Because the San Rafael Swell is located almost entirely on BLM land, it is open to the public with few restrictions.  There is no fee to enter, and you can hike, bike, camp, or drive all-terrain vehicles just about anywhere you want to go.  Emery County is promoting the San Rafael Swell as the fastest-growing tourist destination in Utah.
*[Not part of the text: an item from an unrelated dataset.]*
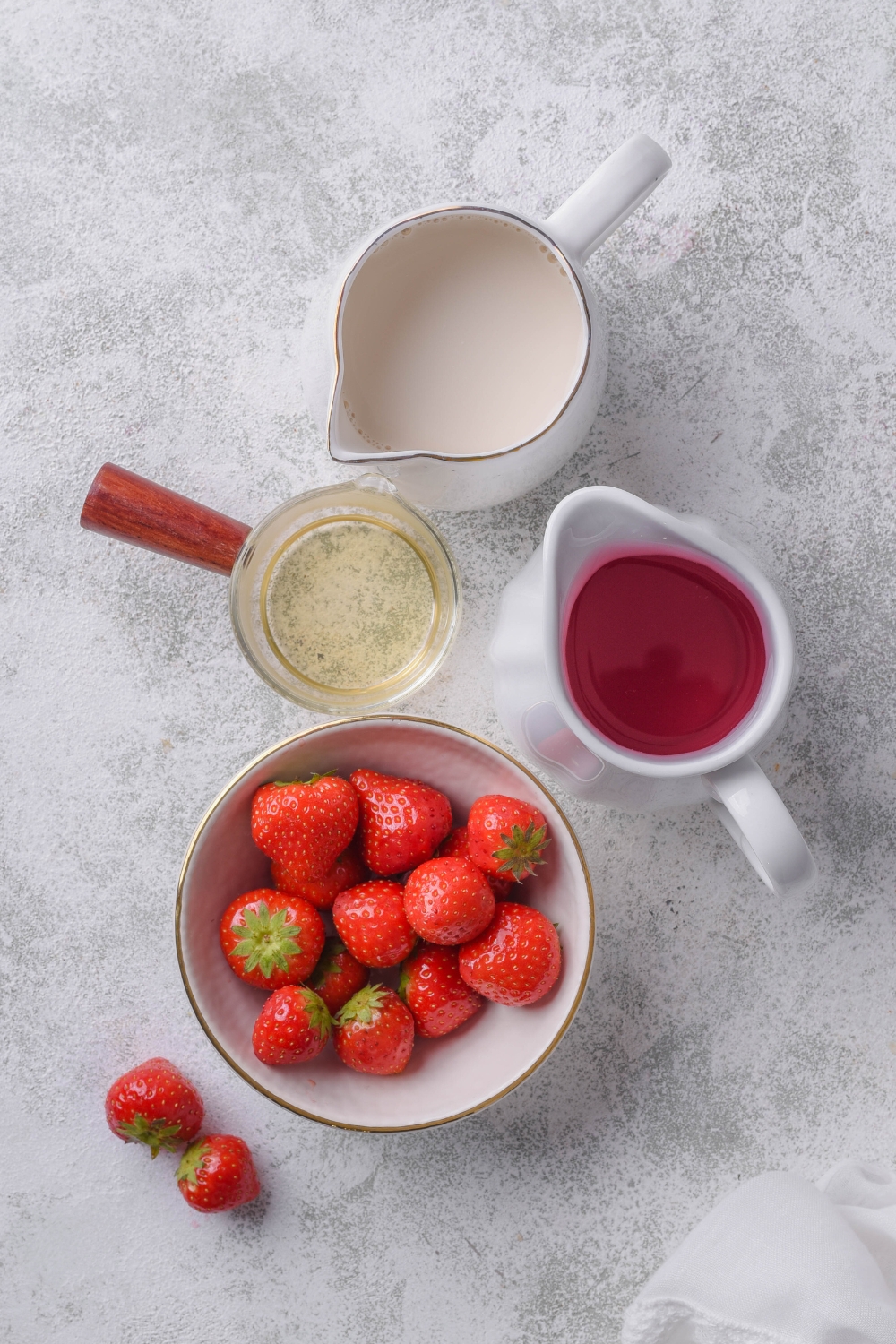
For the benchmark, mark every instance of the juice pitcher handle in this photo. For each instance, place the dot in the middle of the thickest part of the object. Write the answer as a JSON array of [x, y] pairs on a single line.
[[131, 508], [753, 812], [607, 198]]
Although many of the roads in the Swell are dirt, most are suitable for passenger cars (or our truck).

While we have been driving the roads of the Swell, here are a few things we have seen and explored:

Rochester Creek Rock Art Panel
Fremont Indian Petroglyphs
CCC Petroglyph

Petroglyphs:  There are lots of them in the San Rafael Swell, dispersed throughout the region.  The biggest concentration is at the Rochester Creek Rock Art Panel, which requires a short hike along a rock fin.  Many of the petroglyphs can be seen beside the roads that wind throughout the Swell.  Most of the petroglyphs were made by the Fremont Culture and are a thousand years old, but some are more recent, such as the CCC petroglyph from 1939.

Can you see a troll face in these rocks?
Amazing colors in the layers of rock
Towers and buttes
A great campsite with awesome rock formations
Mesas on top of the Swell

Fantastic rock formations:  the colors and the kinds of rock change from one road to the next.  Sandstone, limestone, conglomerate, granite, volcanic rocks erode and climb into imaginative shapes and forms.

Cleveland-Lloyd Dinosaur Quarry National Natural Landmark:

Cleveland-Lloyd Dinosaur Quarry
Cleveland-Lloyd Dinosaur Quarry

Over 10,000 bones have been excavated from one small pit.  There are bones from more than 70 different Jurassic species dinosaurs.  The Quarry is in an area of the Swell so remote that we were the only people on the road and the only people at the Quarry during the two hours that we hiked and toured the museum.  I think the BLM employee at the desk was glad to see us!

Cactus flowers
On the ridge over the Cleveland-Lloyd Dinosaur Quarry
Buckhorn Wash pictographs
CCC bridge over the San Rafael River

Lots of other stuff:  The Museum of the San Rafael had some nice dioramas but lacked a good explanation of the Swell.  There were beautiful wildflowers everywhere, including fields of orange globemallow.  The Buckhorn Wash pictographs were right along the Buckhorn Wash Road, and were painted by natives of the Barrier Canyon Culture over 2,000 years ago.  A bridge over the San Rafael River built by the Civilian Conservation Corps in 1938 was the only bridge over the river until 1995.

The San Rafael Swell is fascinating, from the unique geology to the diverse ways people make a living in this remote area today.  Tourism is on the rise, but we were still some of the few people in the different areas on the days we explored.  The trails were uncrowded and we never had a problem finding a parking place at the trailheads.  Compared to the nearby national parks, the San Rafael Swell is perfect for explorers who like less-traveled roads.